EMV: Represents the global standard for credit and debit cards. The title comes from its original developers, Europay, MasterCard, and Visa. Many cards already feature the EMV chip designed to fight card fraud.
Encryption: The process of encoding messages. Encryption is vital to FinTech, the blockchain, and anything else that needs to be secure. Data, like names and numbers, is turned into a code using algorithms (mathematical formulas). A key is required to turn that code back into useful data.
FinTech: Financial Technology, an industry known for championing software and technology in the financial sector. They’re also popular for generally challenging traditional banking and incumbent institutions.
FinServ: An abbreviation that appears largely on Twitter, referring to anything in the Financial Services industry.
KBA: Knowledge-Based Authentication aids are used for fraud prevention. Consumers probably know this as the “secret question” users must answer before being granted access.
KYC: Know Your Customer also revolves around authenticating users. Requirements of thorough identification checks and due diligence information seem to have grown more powerful in recent years to fight fraud by requiring users to prove their integrity.
Messaging Commerce: Where messaging apps meet the point of sale. This trend is currently the largest in Asia but will likely continue growing. This kind of commerce lets users make purchases with something as simple as messaging apps.
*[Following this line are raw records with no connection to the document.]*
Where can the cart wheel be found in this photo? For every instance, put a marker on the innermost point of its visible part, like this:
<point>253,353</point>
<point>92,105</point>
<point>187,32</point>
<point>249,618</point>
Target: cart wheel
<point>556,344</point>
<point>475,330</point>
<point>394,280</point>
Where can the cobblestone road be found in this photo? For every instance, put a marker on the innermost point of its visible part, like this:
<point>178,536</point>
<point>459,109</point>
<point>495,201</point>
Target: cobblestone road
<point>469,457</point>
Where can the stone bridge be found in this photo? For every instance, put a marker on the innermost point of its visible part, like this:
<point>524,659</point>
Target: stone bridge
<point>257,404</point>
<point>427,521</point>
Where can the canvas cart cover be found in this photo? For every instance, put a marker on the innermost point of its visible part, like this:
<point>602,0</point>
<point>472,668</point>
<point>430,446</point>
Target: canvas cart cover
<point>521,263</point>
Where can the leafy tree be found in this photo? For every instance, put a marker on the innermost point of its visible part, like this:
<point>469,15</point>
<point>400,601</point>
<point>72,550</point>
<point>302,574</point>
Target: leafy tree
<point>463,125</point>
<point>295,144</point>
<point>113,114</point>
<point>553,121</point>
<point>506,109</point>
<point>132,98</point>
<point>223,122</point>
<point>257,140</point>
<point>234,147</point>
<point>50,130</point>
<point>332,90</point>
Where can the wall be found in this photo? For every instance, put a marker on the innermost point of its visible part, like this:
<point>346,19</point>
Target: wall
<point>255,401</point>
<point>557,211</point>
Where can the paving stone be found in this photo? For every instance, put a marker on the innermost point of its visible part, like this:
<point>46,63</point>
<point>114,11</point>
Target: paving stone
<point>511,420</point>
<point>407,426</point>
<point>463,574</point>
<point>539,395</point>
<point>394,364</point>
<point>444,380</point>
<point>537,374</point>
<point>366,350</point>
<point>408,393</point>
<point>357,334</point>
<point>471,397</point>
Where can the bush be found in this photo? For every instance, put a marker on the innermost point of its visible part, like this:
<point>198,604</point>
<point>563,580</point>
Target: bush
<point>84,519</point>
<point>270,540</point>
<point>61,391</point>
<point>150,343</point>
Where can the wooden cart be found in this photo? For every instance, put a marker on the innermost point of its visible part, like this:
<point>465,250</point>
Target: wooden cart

On-boarding: Includes all the steps to get new customers integrated into a new program. Exactly what counts as on-boarding varies from company to company, but it refers to all the steps that get users up and running. Streamlined onboarding processes are often considered one of FinTech’s advantages over traditional banks.
Payment Gateway: A service provider that authorizes credit card payments. They act as an intermediary between a payment portal, like a website, and a bank.
PCI Compliance: Payment Card Industry Compliance is a set of security standards designed to protect card information during and after financial transactions. All card brands are required to comply with these industry standards, and, though not always explicitly required, many FinTech companies are being pushed into PCI compliance in order to assure a certain security standard.
POS: Point-of-sale is that important step where customer payment information is taken at a physical location when making a purchase. Several popular FinTech startups have created apps and services to expedite this process and keep it safe.
P2P Lending: Peer-to-peer lending, or Social Lending, involves lenders loaning money directly to borrowers without the traditional processes and structures. Online platforms match lenders and borrowers where the services can usually be provided at a lower cost than traditional institutions.
Robo-Advisors: Automate investment advice. Though they sound like metal robots in ties, they are primarily rooted in algorithms. Robo-advice comes from online platforms and limits the need for human interaction when managing a portfolio.
SSO: Single Sign-On authentication saves users from the barrage of IDs and passwords by allowing one set of login credentials to sign in for multiple applications.
Smart contracts: Computer programs that automatically execute a contract. These automated and often blockchain-based contracts could save time and reduce costs in common transactions.
SaaS: Software-as-a-Service is a common tool utilized by startups. A vendor is paid to hosts applications on a cloud for users to access online. As a result, many startups are faced deciding whether to position themselves as SaaS or FinTech.
Tokenization: Replaces sensitive data with unique symbols. These “tokens” allow users to retain essential information about their credit cards and transactions without compromising security. It also turns complex information into short, useful codes.
Underbanked: People who don’t have access to proper banking or services offered by retail banks. They might have a banking account but rely largely on alternative methods. The ability to serve the underbanked is considered one of the most important facets of FinTech.